21

I am-almost without fail-thoughtful during psychotherapy sessions. My words are measured. My mannerisms are controlled. It is unusual that I say or do anything while in a treatment session that is not considered and deliberate. That is not to say that I don’t often say things that are, in retrospect, ill advised or outright stupid. Rather it is an acknowledgment that when I do, it turns out that I have made the ultimately questionable move with conscious intent.

But the next question that I asked was actually no more deliberate than had been my decision to reach across the hall and try the knob on Mary Black’s office door on the day that Hannah Grant died. What I said was, “Why don’t you tell me about Doyle?”

Doyle had to be important. Bob, who lived his life devoid of relationships, apparently had one-however loosely defined-with this guy Doyle. In this psychotherapy, with this patient, with his problems, that was monumental news.

Was the presence of Doyle in Bob’s life a sign of some drift in the continental plates of Bob’s pathology? I had to suppose that it was. Could Bob really have a friend? But if Doyle was important, why hadn’t Bob mentioned him to me before that day?

Did Doyle’s sudden appearance say something I couldn’t afford to miss about my relationship with Bob? Or perhaps, more importantly, about Bob’s perception of his relationship with me?

The context of Doyle’s emergence in Bob’s psychotherapy was significant, too. Bob had decided to talk about Doyle while he was discussing loss. The “loss” in question was, at the surface, the loss of a garage for his cherished Camaro, but the fact that he raised the issue of Doyle in the context of any attachment had to be significant. Right?

Maybe. I admit that I wasn’t totally certain. Part of me thought I might be making a classic psychotherapy reach.

This work I did was much more art than science.


“Doyle’s just a guy,” Bob said in reply to my question.

With as much nonchalance as I could muster I said, “But you’ve known him a while? I don’t think you’ve mentioned him before.”

“I don’t know him. I park my car at his house. And I’m sure I mentioned him.”

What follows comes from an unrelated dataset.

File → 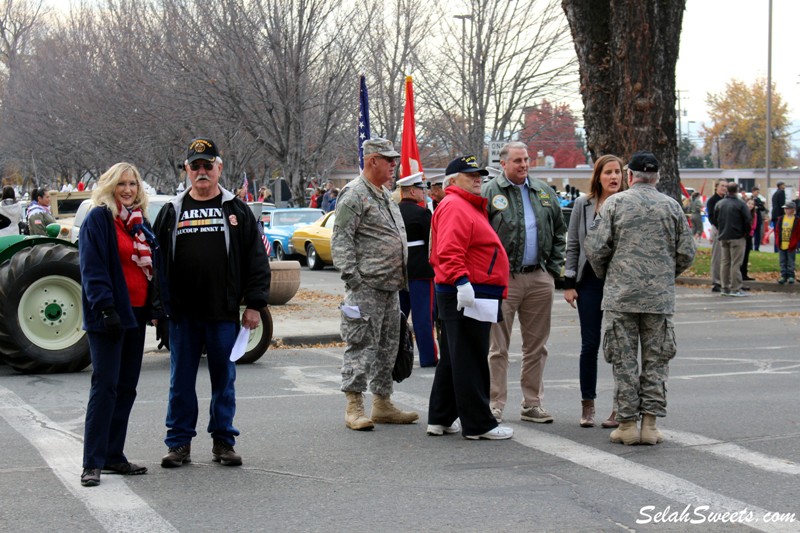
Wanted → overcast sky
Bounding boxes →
[676,0,800,145]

“And you work for him sometimes.”

He pondered my words for five seconds before he said, “I work for the state of Colorado, too, but I don’t know the governor.”

It was a good retort; I reminded myself that Bob was a smart guy. As an employee of a university that was suffering through an era of eroding state support, Bob wasn’t terribly fond of Colorado governor Bill Owens’s style of leadership. When Bob mentioned the gov during one of his not-infrequent political rants, he typically called him “Invisi-Bill,” not “Governor Owens.”

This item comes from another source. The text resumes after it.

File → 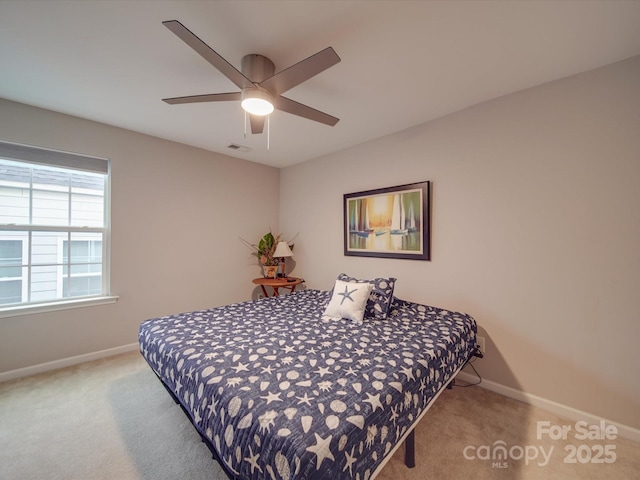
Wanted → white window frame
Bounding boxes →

I chose to avoid the partisan detour. “Before last week you hadn’t mentioned Doyle.”

He backed off his earlier position. “So you say. Unless I’ve been misunderstanding something, I’m here to talk about problems. Doyle hasn’t been a problem. He’s a guy. I do some work for him; he lets me use his garage. That’s all, folks.”

The Looney Tunes allusion was an interesting addition to Bob’s repertoire. I hadn’t heard it before; with him, comical touches were as rare as zits on starlets. But I convinced myself to ignore it, confident it would come back around if it was important. I could’ve let the Doyle thing drop, too, maybe should have. But instead I chose to push a little harder. “I find it interesting that you’ve never mentioned him before.”

His frustration blossomed. “Really? You find that interesting? I haven’t talked about the teller I use at the bank either. But I see her every week, too.”

Did he say “use”? He “uses” a teller? And who, in the age of ATMs, lays eyes on a bank teller every week? Wouldn’t a schizoid guy love the age of ATMs?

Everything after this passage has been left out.